The self-employed have been screwed on health insurance for years, particularly since the Obamacare (Affordable Healthcare Act) was introduced. Private insurers stole every dollar they could in premium increases, denied claims, and created backroom foul ups that discouraged those seeking legitimate reimbursement.
When the Obamacare insurance exchanges open up October 1, there will be some real relief across the board for the self-employed. Unlike 80% of the marketplace covered by either employer funded health plans or Medicare, the self-employed buy direct from the insurance companies.
This can be anywhere from draining to ruinous financially. Those low premium, $200 a month plans carry with them a $20,000 or so annual deductible. The $2,000 to $3,000 a month plan premiums have a lower deductible $500 to $2000 annually. Unfortunately, it all ends up the same – you’re screwed by the costs or forced to become truly at risk by dropping health insurance altogether.
The chart above presents some scenarios for the Obamacare Silver Plan (see coverage), the third of four levels starting at the top with Platinum, Gold, Silver, and Bronze. Run your own numbers at the Kaiser Family Foundation Obamacare simulator. But consider these premium costs, with a $2,000 deductible.
Self employed or uninsured workers making $30,000 a year will pay just $209 a month for the Silver Plan coverage. A family of four with a household income of $65,000 a year pays just $477 a month. This is a huge departure from current rates.
If you are a consultant with an income of $120,000 a year, you pay just $377 a month for your coverage. The same income for a family of two independent workers is just $671 a month. That’s well below current premium rates.

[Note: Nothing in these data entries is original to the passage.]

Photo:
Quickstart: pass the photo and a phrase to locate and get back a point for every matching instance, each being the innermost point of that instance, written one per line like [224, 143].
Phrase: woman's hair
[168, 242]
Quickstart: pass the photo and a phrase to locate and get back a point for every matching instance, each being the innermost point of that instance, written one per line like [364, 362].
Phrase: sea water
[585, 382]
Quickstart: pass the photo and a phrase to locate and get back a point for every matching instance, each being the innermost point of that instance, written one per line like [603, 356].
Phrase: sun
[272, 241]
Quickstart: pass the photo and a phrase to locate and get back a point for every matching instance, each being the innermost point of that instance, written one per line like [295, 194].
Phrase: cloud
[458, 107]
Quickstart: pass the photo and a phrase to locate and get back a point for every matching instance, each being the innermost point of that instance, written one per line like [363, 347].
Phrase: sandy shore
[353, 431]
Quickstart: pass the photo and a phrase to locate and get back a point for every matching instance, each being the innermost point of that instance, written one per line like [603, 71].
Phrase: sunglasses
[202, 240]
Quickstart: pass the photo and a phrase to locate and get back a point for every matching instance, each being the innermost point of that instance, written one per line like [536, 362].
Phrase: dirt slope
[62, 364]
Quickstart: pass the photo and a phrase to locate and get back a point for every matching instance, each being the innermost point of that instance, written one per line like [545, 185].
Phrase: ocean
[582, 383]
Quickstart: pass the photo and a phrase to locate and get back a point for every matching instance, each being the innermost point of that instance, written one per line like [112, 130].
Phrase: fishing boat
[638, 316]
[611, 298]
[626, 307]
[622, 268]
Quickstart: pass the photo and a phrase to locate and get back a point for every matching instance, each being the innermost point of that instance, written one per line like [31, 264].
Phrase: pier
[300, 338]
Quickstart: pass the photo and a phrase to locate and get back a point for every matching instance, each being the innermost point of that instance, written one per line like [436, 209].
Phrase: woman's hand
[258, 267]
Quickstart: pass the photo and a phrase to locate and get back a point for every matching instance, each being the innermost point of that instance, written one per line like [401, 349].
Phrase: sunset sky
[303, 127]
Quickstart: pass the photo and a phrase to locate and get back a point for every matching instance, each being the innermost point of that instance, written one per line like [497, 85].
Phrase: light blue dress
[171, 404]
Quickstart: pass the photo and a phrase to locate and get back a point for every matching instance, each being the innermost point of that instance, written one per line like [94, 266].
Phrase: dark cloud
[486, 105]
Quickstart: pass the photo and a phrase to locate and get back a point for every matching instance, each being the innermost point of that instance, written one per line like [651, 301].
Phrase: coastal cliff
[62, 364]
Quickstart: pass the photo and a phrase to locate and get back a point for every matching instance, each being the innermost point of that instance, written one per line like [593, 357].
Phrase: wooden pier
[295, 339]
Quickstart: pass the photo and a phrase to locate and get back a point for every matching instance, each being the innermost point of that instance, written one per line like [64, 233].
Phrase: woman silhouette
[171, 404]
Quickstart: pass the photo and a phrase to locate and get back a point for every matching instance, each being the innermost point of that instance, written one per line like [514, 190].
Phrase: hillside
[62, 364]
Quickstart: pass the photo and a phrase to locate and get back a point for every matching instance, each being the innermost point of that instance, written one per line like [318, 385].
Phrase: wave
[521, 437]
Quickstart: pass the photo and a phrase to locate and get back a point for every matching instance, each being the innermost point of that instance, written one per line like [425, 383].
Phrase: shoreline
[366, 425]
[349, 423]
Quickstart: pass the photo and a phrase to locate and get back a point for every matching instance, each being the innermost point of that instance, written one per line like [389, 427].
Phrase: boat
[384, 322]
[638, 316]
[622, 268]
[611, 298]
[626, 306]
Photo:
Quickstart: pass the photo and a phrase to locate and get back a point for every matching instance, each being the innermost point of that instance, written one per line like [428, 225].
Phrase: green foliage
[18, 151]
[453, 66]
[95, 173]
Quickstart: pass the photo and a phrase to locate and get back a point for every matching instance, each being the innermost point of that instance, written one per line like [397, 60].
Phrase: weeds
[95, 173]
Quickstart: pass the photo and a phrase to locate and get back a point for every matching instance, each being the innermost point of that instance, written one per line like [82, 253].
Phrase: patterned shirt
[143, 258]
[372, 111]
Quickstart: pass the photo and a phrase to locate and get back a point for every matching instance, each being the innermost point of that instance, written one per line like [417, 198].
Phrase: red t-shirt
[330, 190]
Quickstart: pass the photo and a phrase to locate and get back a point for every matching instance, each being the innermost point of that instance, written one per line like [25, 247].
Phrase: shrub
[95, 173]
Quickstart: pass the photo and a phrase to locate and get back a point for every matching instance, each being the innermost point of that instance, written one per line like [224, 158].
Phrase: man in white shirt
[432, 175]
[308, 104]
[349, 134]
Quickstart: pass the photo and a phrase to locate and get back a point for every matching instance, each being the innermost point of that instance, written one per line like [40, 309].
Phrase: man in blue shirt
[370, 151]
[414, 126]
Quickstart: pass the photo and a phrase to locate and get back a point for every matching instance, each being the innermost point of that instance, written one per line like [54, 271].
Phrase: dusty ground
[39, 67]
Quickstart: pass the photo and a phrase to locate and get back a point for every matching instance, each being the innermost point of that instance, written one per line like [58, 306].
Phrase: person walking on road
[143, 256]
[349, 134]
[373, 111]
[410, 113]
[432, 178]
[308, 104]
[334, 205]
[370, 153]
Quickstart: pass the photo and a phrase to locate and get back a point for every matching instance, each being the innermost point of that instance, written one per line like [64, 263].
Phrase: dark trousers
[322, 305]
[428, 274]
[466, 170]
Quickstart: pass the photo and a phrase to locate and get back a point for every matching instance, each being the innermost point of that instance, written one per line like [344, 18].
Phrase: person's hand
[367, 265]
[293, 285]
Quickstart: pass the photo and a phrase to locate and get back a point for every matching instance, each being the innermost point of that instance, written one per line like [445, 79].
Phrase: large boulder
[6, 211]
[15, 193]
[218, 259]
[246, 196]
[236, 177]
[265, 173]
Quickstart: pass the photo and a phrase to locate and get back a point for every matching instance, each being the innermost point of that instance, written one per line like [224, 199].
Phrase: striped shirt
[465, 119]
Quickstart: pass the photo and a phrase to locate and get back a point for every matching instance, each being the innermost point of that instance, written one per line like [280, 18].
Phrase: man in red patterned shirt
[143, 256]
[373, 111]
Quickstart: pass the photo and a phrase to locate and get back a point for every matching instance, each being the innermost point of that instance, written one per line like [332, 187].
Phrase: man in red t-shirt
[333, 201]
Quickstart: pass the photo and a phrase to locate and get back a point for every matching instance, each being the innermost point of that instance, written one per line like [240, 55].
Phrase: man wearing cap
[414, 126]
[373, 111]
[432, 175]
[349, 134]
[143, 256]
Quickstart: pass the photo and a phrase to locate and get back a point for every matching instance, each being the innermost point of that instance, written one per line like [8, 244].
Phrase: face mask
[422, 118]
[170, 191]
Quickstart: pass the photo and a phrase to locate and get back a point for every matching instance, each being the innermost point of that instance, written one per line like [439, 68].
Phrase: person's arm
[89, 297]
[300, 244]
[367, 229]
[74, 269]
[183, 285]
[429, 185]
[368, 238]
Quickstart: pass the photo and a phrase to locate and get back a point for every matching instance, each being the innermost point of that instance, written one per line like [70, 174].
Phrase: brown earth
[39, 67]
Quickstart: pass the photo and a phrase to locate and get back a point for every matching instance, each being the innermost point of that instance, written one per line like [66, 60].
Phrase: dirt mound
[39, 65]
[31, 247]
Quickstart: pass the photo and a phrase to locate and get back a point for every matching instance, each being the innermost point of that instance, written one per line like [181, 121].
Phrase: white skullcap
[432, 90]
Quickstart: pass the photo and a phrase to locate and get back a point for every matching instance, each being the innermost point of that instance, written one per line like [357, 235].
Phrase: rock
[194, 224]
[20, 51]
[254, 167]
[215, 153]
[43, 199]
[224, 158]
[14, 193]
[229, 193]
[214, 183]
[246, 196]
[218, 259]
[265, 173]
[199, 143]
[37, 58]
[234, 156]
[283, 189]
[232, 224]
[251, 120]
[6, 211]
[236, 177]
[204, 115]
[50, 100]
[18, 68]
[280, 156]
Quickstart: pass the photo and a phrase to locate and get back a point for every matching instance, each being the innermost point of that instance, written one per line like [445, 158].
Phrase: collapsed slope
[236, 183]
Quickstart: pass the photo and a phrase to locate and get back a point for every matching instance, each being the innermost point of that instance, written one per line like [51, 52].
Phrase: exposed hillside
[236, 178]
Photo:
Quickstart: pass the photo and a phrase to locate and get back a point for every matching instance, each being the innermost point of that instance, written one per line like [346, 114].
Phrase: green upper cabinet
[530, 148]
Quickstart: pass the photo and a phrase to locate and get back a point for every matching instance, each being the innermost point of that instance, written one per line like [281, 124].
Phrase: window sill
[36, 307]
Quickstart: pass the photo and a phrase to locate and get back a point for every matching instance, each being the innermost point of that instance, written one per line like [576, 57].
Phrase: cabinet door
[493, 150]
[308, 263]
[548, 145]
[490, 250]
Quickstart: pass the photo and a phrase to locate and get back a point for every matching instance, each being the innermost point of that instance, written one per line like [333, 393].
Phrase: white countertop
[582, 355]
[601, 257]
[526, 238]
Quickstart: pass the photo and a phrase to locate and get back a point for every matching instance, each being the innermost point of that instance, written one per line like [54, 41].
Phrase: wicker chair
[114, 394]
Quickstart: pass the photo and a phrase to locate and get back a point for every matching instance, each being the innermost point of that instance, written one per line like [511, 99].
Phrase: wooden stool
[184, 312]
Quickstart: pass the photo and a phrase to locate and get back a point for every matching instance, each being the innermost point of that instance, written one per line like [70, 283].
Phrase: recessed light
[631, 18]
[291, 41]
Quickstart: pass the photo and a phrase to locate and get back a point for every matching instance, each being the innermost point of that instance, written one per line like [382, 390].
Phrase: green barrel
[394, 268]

The Silver plan has a $2,000 deductible before you get reimbursed and you are required to stay in the insurance company preferred provider network.
Many states have their own health insurance exchanges. California’s site is a transparent view of meetings, policies, and information on the program. Virginia’s governor was too busy taking tens of thousands of dollars in gifts and cheap loans to spend any time on a health exchange. If you’re in a state without one, there will be a federal web site to perform the same function.
Problems and Improvements
The immediate upsides of Obama care are simple – insurance coverage for those without and the ability to obtain care at a comparatively affordable rate rather than a rate that requires you endure the victimization and tricks inflicted by largely unregulated health insurance companies.
There are two drawbacks that will play out over time. The health exchange plans do not allow out of network coverage. If you or a family member has a complex condition requiring a university hospital, you may be out of luck. The insurance companies putting the plans together don’t want any of that at all. For most people, this won’t be a requirement but if it is, good luck.
Also, the Obamacare program provides subsidies to insurance companies. They get paid a subsidy based on your income. For what – working to give you as little care as possible just like they’ve done for decades?
There is a single payer program in place with very low administrative costs and highly satisfied customers. It’s called Medicare. At some point, we’ll get the message about the best universal health care plan – Medicare for all.